Hello,
I got some Fusarium ITS2 sequences from my metataxonomics experiment that I want to check their taxonomic assignation. In order to do that, I'm going to construct a phylogenetic tree with my sequences + a collection of Fusarium ITS2 sequences retrieved from NCBI (I'll probably go with MrBayes for the tree).
I performed the MSA with MAFFT, and now I'm looking at the alignment. I find regions like this one:
I know the typical behaviour here would be to trim these non-conserved regions using something like Gblocks or TrimAl, but I'm not sure if that would be a good thing here since:
- ITS2 are non coding, indel-rich regions, and that variability is what makes them suitable for their use as a marker gene. It is true that this variability would make impossible to obtain e.g. a family-level tree, but in this case the tree would only contain sequences from one genus (Fusarium). If I delete those sections, maybe I'm losing phylogenetic information.

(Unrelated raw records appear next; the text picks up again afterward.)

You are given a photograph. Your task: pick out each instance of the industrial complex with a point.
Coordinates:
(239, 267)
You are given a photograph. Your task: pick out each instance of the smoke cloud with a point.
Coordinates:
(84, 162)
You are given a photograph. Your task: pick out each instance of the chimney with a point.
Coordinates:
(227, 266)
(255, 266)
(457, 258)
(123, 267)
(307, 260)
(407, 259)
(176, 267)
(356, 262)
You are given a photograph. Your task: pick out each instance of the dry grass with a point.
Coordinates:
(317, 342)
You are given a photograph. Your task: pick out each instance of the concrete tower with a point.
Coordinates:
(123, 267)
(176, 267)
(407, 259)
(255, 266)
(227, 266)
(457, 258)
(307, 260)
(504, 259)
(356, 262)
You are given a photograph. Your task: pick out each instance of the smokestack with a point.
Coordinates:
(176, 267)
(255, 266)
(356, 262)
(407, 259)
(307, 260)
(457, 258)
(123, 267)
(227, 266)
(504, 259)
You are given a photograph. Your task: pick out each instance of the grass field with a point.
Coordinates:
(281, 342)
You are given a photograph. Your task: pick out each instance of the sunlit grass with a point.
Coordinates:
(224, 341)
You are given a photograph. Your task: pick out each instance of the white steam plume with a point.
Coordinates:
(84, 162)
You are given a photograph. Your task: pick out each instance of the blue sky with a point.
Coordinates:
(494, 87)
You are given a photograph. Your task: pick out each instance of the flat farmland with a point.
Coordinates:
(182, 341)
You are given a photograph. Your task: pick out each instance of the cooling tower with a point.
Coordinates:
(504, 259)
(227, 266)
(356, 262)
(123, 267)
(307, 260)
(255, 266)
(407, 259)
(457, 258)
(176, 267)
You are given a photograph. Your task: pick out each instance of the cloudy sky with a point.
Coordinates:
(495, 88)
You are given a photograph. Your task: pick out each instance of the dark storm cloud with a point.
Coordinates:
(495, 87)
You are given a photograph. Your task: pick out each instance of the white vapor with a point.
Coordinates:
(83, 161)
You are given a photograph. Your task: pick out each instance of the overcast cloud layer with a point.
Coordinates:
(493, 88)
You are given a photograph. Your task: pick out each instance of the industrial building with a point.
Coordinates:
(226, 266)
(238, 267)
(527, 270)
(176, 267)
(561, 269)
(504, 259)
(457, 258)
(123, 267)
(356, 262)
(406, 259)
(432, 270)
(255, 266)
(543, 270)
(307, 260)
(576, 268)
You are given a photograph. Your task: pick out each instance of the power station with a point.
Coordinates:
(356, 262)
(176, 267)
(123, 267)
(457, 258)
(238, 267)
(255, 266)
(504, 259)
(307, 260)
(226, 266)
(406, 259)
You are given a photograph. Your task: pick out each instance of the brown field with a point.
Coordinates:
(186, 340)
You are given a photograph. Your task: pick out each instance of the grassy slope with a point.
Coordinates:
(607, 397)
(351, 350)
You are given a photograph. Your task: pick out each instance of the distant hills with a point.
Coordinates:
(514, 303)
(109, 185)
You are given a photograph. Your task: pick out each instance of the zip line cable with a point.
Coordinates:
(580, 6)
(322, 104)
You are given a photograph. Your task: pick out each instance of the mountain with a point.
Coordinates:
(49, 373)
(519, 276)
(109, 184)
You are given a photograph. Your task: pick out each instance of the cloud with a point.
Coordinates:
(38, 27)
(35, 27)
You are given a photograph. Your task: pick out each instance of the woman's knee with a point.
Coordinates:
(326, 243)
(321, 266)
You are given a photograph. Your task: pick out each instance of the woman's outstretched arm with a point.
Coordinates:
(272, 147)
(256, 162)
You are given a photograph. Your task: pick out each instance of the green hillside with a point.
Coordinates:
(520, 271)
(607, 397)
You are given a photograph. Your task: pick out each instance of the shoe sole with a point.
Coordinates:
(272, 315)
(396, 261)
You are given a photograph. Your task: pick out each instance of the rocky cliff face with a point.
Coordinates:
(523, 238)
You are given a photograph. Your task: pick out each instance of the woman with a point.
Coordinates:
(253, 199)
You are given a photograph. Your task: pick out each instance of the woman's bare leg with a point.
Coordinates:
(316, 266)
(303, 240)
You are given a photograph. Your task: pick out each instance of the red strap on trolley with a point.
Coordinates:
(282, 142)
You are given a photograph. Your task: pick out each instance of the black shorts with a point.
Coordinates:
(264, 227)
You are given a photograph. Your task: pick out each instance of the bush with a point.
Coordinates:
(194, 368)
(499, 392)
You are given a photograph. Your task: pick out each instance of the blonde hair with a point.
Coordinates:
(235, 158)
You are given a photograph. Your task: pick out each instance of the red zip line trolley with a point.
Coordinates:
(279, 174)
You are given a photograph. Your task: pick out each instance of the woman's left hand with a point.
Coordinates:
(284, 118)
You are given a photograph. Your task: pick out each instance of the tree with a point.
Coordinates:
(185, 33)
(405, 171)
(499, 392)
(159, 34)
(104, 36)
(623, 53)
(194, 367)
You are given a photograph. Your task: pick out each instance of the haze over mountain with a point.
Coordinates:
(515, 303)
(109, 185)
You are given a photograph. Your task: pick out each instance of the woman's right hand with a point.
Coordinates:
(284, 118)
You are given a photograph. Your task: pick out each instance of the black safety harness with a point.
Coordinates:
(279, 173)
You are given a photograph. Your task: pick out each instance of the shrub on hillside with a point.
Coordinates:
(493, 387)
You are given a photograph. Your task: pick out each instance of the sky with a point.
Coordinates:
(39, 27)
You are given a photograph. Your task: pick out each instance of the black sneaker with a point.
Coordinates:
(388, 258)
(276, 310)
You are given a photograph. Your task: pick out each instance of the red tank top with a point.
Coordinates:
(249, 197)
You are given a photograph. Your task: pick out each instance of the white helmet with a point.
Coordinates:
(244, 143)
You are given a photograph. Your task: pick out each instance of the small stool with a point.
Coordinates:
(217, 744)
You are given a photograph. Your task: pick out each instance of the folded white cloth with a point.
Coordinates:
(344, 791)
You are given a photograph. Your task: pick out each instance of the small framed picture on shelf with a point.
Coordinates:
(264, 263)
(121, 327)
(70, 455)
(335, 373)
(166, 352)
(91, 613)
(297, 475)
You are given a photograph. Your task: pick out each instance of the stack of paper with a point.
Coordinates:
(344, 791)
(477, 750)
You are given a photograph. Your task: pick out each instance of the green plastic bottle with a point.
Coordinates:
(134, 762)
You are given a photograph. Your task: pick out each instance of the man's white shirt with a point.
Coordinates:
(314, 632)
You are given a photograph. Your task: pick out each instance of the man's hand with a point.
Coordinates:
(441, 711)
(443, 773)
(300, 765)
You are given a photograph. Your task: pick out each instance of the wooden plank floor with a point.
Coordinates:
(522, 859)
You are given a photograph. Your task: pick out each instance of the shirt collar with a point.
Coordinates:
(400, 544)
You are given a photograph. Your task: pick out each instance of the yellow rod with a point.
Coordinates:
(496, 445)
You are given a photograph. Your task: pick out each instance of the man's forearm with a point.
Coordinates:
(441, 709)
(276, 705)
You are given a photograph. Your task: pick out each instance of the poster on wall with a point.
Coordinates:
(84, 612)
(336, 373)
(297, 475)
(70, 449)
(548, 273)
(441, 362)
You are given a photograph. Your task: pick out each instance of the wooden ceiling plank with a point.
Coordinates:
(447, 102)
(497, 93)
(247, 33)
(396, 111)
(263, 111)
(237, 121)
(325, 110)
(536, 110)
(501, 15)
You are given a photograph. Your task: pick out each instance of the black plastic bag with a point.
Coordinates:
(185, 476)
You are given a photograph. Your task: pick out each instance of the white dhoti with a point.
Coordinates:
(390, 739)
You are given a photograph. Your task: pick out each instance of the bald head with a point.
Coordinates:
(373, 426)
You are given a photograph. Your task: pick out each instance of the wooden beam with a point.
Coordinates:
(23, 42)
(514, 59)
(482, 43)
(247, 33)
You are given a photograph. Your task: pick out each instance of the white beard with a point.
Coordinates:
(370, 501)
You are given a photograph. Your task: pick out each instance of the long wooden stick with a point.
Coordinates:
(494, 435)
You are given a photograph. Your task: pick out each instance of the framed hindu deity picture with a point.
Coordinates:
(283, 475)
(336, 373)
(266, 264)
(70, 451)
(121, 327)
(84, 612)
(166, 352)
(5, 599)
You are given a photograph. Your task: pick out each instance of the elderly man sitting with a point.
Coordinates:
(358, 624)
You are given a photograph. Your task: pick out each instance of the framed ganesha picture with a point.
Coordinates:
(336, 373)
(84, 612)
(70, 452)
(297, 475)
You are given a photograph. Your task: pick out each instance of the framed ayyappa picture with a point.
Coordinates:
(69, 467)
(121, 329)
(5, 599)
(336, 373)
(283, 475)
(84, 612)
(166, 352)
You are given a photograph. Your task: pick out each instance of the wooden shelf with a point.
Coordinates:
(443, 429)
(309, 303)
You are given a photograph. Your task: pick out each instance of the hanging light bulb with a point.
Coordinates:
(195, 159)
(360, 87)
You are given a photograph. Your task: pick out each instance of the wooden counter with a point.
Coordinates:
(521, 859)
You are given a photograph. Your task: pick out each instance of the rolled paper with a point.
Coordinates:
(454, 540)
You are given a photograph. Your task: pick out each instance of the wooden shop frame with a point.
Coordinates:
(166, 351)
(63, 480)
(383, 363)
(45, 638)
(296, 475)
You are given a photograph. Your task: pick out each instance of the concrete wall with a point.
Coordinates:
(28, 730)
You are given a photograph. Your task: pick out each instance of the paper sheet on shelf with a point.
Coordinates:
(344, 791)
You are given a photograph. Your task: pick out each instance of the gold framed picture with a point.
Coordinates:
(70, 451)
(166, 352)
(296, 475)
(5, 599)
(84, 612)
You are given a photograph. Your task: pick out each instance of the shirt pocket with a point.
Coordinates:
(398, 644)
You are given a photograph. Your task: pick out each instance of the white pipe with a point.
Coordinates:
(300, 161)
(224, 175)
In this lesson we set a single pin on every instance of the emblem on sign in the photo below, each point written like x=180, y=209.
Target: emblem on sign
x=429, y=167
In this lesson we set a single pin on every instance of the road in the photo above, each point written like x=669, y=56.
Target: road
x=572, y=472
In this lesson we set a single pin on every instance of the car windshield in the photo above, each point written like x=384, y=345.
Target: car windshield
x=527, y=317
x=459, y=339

- From the Phylogenetic Handbook: "Not necessarily all positions with gaps need to be discarded (often referred to as “gap stripping”) because they can still contain useful information."
My approach here would be: keep all sections like the one in the picture, and manually correct misaligned nucleotides if necessary. I don't know if anyone working with ITS (or anyone working regularly with MSA) thinks this is a sensible approach, or if I'm missing something obvious and I still need to trim. Any help or guidance here would be highly appreciated.